The bill by Democratic senator Ann Duplessis would have raised Louisiana lawmakers’ annual base pay from $16,800 to $37,500, making them the highest-paid in southern US and the 14th highest-paid in the country, according to data from the National Conference of State Legislatures. The bill gained final approval in the House and Senate by slim margins
Jindal, who has been mentioned as a prospective running mate to Republican presidential candidate John McCain, became a daily target for stinging attacks from editorialists, talk radio callers and bloggers, many of whom questioned whether the governor was being pushed around by the legislature.
Critics had also noted that Jindal made campaign promises last year to “prohibit” lawmakers from approving such a pay raise for themselves.

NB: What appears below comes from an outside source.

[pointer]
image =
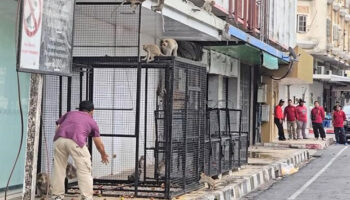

Two recall petitions had been filed against the governor. Others targeted fellow Republican House Speaker Jim Tucker, one of the governor’s top committee chairmen, Representative Hunter Greene, R-Baton Rouge; and a handful of other House Republicans.
Forcing a recall election against Jindal would have required petition signatures from one-third of Louisiana’s registered voters – more than 900,000 people – within 180 days of the petition’s filing.
Analysts said there was little chance of the recall petition succeeding, but it did dent the young governor’s reformist image.
Those who organised the recall for Tucker called off the petition Monday, while a July 7 rally to get Jindal to veto the bill has been called off as well.